The second one is the Upper Room is the place of prayer. As it is located in this in-between space, the heaven and earth, it is the place of radical openness related to the virtue of hope and the act of waiting. The radical openness to God’s possibilities. Not so much to give in to the earthly projects in the act of presumptiveness or over-planning like the apostles did or thought when Jesus ascended, “Would He restore the kingdom of Israel?” It’s not that, rather, the radical openness to something totally new , totally unheard of. An openness by that which came forth from the heart of Mary from the womb, that Incarnate God himself, something unthought of before. This radical openness demands that we detach ourselves from our earthly project and have that clear space for prayer. The German word for this is “abgeschiedenheit” or “detachment” in English. The word is “gelassenheit” or “letting things be”. Not to give in, on the other hand, to utility and despair but to allow our pondering in prayer, the gradual pondering while waiting to allow the plan of God to unfold in His due time. So, we must maintain that radical openness in prayer like Mary in the Upper Room.
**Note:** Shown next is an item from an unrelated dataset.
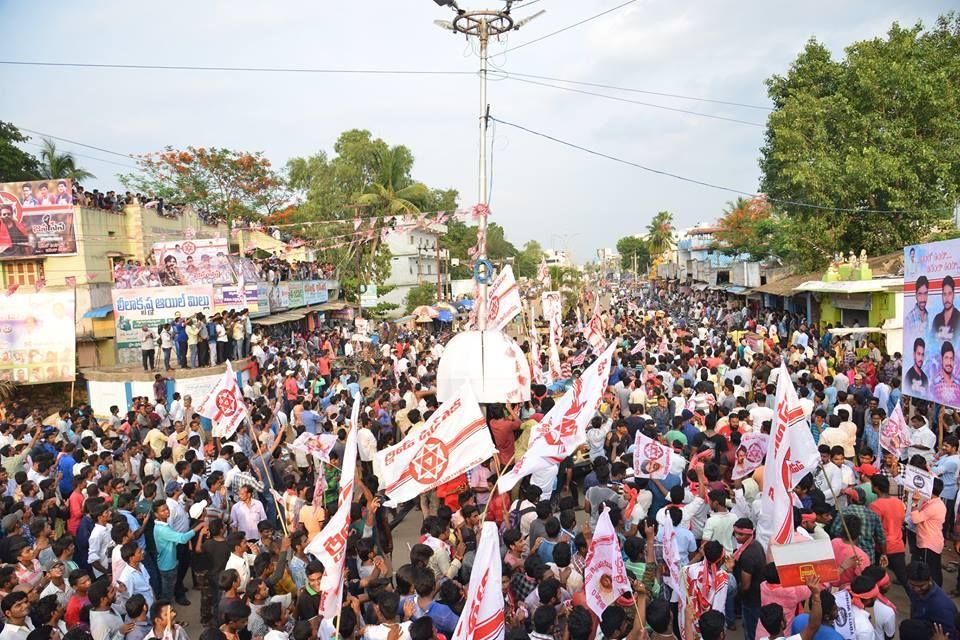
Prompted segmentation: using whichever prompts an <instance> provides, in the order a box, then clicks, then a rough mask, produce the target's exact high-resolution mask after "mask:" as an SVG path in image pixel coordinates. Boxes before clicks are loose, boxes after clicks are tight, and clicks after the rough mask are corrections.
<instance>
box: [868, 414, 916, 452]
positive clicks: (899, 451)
mask: <svg viewBox="0 0 960 640" xmlns="http://www.w3.org/2000/svg"><path fill="white" fill-rule="evenodd" d="M880 446H881V447H883V448H884V449H886V450H887V451H889V452H890V453H892V454H893V455H895V456H897V457H898V458H901V457H903V454H904V452H905V451H906V449H907V447H909V446H910V427H908V426H907V421H906V419H905V418H904V417H903V406H902V405H901V404H900V403H899V402H898V403H897V406H896V407H894V409H893V413H891V414H890V418H889V419H888V420H887V421H886V422H884V423H883V426H882V427H880ZM875 453H877V454H878V455H879V453H880V452H879V451H878V452H875Z"/></svg>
Finally, Mary and Community life. In the year 2018, Pope Francis also declared Monday after Pentecost as the Feast of Mary as Mother of the Church, and it is also related to the Feast of the Cenacle in this Upper Room where Mary became part of the emergent Church and in fact, became also a witness to the maturation of the disciples, the apostles in the Spirit. They were with one accord, a single heart. And this means spiritual conversation and fruits of prayer. I can imagine Mary sharing the stories about her Son to encourage the apostoltes. I can hear Mary entering into dialogue with the apostles in the spirit of the Lord’s absence. I can see Mary co-discerning in their fellow pilgrims here on earth. Mary was at the side of the apostles. She was with the apostles. She was companion to the apostles. She was telling the apostles, “You are not alone, I am here, your mother.” She died with the apostles and lived with the apostles at their side.
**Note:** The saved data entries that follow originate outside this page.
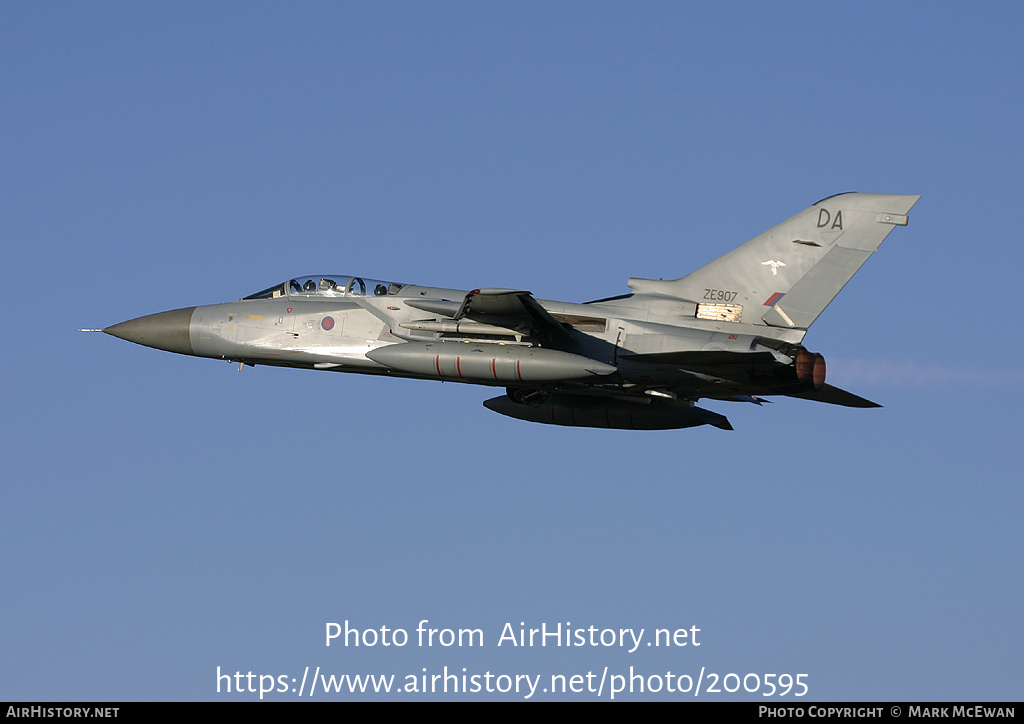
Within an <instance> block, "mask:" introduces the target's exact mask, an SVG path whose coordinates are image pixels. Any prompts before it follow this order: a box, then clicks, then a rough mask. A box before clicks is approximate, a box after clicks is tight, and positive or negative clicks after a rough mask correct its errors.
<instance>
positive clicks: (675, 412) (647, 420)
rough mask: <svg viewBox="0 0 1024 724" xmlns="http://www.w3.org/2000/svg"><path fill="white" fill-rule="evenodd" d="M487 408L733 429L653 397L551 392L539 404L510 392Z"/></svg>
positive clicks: (712, 416) (645, 423) (489, 409)
mask: <svg viewBox="0 0 1024 724" xmlns="http://www.w3.org/2000/svg"><path fill="white" fill-rule="evenodd" d="M483 407H485V408H487V410H494V411H495V412H496V413H499V414H501V415H505V416H507V417H511V418H515V419H517V420H527V421H529V422H541V423H545V424H548V425H565V426H569V427H602V428H610V429H613V430H678V429H680V428H684V427H696V426H698V425H712V426H714V427H718V428H721V429H723V430H731V429H732V425H730V424H729V421H728V419H726V417H725V416H724V415H719V414H718V413H713V412H711V411H710V410H705V409H702V408H697V407H693V406H682V404H675V403H673V402H667V401H666V402H663V401H660V400H652V401H651V402H649V403H644V402H633V401H630V400H624V399H607V398H597V397H591V396H588V395H583V394H566V393H555V394H550V395H548V397H547V398H546V399H545V400H544V401H543V402H541V403H540V404H539V406H537V407H534V406H531V404H528V403H527V404H522V403H520V402H516V401H515V400H514V399H512V398H511V397H509V396H508V395H502V396H501V397H493V398H490V399H488V400H485V401H484V402H483Z"/></svg>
The word Paraclete incidentally is someone called to one’s side. I can imagine the Paraclete as somebody beside us. Somebody who strengthens us when we need strength. Someone who speaks for us like a lawyer. Paraclete symbolizes God by our side. In the same way, Mary in community life is a woman, a person by the side, beside the apostles, being with, being together with the apostles in the place of prayer, in the place of emerging apostolic service.

In this Mass today, let us pray for the spiritual blessings related to this Upper Room, that symbolizes and reflects the very heart of Mary, Mary in the Cenacle, apostolic service, in prayer and community life.